描述
The Site Magazine is an independent journal that addresses diverse issues pertaining to our built environment. Through a range of writing types, design projects, and visual formats, each issue advocates for a critical consideration of the layered relations of our built environment posed from varied perspectives, including the cultural, political, formal, social, and ecological.
Founded in 2015, The Site Magazine is a collaborative, dynamic project driven by a shared commitment and passion for fostering debate as a way of progressing community and practice.
We are particularly interested in offering an interdisciplinary platform to explore the agency of designers and aligned professionals in bringing change, advocacy, and engagement beyond the limits of art and design. We encourage debates that engage the politics, cultural relevance, and social implications of the work that we do, and that confront issues of equality and representation.
We publish thematic issues twice a year. Each issue has both a print and digital form, allowing for a range expressive formats and a nuanced dialogue across both outlets. Along with The Site Magazine, we host public events—including roundtable discussions, exhibitions, and talks—to expand the discussions of each issue to a broader audience. Issues are grouped within series that are defined by a broader perspective.
Series 1, containing volumes 35–40, explores a range of scales and frameworks for understanding our built environment through the themes of Borders, Vernaculars, Future Legacies, Feminisms, Foundations/Disruptions, and Devices. This series continues the enumeration of On Site Review, making The Site Magazine the latest iteration of Canada’s longest running, independent journal for architecture and urbanism.
This issue situates itself within the space of the edit, inthe gaps between what takes place, what is recorded, what we come to understand through the sedimented records of our reality. It invites a move towards new and different frames of thinking and doing.

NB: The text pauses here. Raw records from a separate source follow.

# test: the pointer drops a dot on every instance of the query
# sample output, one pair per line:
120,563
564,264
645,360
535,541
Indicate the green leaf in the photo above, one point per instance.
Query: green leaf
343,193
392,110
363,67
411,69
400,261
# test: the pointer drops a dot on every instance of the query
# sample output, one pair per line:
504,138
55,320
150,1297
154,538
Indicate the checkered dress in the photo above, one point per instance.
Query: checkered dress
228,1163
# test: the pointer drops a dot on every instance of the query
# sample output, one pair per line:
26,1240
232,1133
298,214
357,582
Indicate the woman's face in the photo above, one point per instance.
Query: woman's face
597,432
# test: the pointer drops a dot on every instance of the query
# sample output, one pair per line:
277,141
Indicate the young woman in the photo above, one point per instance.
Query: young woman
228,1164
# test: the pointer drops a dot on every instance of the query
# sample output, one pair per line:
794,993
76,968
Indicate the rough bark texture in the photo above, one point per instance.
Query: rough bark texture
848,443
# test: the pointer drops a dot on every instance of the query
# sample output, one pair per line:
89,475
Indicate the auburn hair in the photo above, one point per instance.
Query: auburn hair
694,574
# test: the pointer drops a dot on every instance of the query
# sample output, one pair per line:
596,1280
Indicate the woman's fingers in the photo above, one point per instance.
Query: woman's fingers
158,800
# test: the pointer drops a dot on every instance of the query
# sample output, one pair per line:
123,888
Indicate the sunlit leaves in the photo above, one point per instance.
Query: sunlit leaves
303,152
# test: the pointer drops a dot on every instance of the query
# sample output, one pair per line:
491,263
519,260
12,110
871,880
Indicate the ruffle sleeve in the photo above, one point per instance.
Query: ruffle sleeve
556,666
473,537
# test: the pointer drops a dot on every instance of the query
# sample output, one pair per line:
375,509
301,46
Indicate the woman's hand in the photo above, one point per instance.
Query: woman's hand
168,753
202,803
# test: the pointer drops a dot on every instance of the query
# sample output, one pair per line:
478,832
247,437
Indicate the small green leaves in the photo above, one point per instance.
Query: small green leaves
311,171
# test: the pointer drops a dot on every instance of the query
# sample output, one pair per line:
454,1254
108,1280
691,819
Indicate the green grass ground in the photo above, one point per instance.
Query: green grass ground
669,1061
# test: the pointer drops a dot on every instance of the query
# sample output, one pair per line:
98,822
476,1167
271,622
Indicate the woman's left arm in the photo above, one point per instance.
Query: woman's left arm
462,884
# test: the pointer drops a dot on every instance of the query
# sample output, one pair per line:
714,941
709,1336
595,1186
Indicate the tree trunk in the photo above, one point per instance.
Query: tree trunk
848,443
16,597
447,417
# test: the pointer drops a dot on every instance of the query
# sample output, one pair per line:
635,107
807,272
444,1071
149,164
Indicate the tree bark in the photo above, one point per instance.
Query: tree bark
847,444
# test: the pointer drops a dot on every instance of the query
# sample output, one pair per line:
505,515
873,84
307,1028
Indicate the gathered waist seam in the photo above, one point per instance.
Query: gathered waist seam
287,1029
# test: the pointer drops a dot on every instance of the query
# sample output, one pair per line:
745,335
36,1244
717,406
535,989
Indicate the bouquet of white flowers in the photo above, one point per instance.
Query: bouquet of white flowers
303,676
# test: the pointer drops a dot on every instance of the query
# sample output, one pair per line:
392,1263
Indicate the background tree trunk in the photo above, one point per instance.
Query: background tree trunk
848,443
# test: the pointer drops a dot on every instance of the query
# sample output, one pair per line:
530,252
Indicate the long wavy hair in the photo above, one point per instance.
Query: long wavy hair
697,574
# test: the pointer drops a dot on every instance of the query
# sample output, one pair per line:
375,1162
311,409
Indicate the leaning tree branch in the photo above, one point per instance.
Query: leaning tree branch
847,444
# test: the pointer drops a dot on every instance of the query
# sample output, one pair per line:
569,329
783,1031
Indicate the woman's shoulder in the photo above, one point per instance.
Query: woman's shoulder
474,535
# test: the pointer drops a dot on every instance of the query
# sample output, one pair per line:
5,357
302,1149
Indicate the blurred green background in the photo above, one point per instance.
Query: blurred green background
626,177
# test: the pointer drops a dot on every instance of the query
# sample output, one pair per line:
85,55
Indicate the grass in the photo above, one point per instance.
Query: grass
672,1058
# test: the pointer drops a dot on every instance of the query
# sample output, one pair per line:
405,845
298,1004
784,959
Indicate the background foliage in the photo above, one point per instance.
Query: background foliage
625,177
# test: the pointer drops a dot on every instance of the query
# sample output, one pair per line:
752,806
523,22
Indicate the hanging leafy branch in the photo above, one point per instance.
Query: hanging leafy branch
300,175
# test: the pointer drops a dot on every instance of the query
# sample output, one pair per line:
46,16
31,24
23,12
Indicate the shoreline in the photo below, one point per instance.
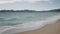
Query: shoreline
48,29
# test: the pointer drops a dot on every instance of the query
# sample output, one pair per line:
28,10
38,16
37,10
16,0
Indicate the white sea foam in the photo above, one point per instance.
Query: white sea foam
32,25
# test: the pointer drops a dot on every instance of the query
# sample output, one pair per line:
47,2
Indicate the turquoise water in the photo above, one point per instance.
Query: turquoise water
13,22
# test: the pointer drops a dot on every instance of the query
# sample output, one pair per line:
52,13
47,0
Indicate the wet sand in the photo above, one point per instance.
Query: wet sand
48,29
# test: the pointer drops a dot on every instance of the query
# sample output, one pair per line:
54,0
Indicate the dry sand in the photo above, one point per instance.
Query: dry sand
48,29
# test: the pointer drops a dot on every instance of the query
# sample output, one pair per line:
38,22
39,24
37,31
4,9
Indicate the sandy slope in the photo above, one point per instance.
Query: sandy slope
48,29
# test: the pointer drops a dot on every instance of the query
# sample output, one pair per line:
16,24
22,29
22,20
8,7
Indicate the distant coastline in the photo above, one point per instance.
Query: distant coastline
57,10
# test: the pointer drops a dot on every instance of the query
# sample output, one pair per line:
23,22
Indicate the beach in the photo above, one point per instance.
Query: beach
48,29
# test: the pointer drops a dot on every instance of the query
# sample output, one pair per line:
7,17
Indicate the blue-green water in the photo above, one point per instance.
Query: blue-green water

How might we uncover the complex, hidden iterations beneath the final inking? Can we reveal truths and tools to overcome the pervasive burdens of a monolithic, heteronormative, Eurocentric coding, or will we need to script new ones?
What needs to be written out in order to return what was and could have been, to move towards a communal future where we embrace our unbounded, unabridged, and unscripted selves?
This issue explores the conditions of possibility that await us when we encounter, resist, and reimagine the edit.